Un racconto sincero quello che scaturisce dalle dichiarazioni di Piero Nava, il supertestimone dell’omicidio del Magistrato Rosario Livatino.
Nava, che vive in una località segreta e sotto protezione per via delle sue dichiarazioni che portarono le forze dell’ordine a identificare i killer che il 21 Settembre 1990 uccisero il Giudice Ragazzino, si è raccontato nei giorni scorsi alla stampa dichiarando come, nonostante una fuga costante, che l’avrebbe fatto cambiare nome, cognome e ben 9 case in 14 anni,sarebbe disposto a rifare tutto da capo pur di far trionfare la giustizia.

Il 21 settembre 1990, Pietro stava procedendo a bordo della sua auto lungo la statale Canicattì-Agrigento, all’improvviso gli si para davanti agli occhi una scena terribile: “ho visto una macchina col vetro distrutto – racconterà poi – “qualcosa di azzurro” che scappava, una persona che saltava il guard-rail con una pistola in pugno, un altro col casco vicino a una moto”. Quel “qualcosa di azzurro” era Livatino, il “giudice ragazzino”, e quei due dietro di lui erano i suoi assassini, che lo hanno inseguito nella scarpata oltre l’autostrada per freddarlo senza pietà.

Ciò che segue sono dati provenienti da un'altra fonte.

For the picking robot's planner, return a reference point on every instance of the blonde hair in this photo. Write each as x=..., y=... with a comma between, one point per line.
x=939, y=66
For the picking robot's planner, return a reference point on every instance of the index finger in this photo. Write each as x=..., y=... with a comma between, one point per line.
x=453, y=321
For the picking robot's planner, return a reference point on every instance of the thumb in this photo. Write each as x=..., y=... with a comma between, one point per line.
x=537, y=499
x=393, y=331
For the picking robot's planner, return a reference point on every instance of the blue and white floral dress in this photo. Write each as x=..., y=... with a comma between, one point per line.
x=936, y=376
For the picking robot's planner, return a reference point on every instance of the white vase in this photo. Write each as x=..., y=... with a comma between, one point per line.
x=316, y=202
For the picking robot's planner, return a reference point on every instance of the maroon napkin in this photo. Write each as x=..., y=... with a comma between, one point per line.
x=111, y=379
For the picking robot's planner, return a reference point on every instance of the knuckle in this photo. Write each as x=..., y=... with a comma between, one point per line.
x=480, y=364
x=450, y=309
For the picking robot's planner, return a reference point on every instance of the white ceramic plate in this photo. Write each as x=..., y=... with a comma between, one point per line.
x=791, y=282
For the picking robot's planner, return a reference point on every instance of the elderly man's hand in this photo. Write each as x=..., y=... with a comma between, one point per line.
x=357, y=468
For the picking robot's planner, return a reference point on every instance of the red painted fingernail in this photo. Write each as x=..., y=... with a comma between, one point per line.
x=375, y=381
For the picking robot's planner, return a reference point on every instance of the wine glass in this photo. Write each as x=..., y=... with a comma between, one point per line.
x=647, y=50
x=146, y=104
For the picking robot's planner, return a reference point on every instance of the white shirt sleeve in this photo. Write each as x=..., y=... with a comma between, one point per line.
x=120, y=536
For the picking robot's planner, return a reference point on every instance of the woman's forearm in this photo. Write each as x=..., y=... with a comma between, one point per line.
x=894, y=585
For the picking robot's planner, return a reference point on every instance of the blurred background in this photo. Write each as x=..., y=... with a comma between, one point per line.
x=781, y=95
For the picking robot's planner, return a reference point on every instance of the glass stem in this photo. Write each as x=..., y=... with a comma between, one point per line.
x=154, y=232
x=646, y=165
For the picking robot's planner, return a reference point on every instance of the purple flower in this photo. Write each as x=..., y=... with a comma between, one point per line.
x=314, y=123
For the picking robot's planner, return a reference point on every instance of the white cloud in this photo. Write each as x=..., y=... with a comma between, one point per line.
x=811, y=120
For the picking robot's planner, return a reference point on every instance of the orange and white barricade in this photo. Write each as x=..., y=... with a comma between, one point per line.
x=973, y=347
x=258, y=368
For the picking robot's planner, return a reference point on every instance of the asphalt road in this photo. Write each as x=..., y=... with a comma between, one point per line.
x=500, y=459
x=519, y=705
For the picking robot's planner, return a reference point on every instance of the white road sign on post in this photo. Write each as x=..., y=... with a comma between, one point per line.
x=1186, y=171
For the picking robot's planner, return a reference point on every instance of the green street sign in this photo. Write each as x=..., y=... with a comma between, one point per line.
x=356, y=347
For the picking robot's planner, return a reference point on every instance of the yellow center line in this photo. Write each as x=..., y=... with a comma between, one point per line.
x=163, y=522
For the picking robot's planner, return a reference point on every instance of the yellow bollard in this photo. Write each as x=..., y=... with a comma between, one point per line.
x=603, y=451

“La gente deve capire che lo Stato siamo noi “ – dice Nava alla stampa dichiarando inoltre la difficoltà di vivere lontano dalla propria famiglia e dagli affetti più cari distanti oltre 500 Km.
“Quando è morto il giudice Rosario Livatino sono morto anche io assieme a lui. Io non sono stato coraggioso, sono un uomo normale, che ha fatto una cosa normale. Lo rifarei domani mattina” – termina il supertestimone che nei prossimi giorni, in collegamento telefonico per questioni di sicurezza, presenterà il suo libro ‘Io sono nessuno’ a Lecco.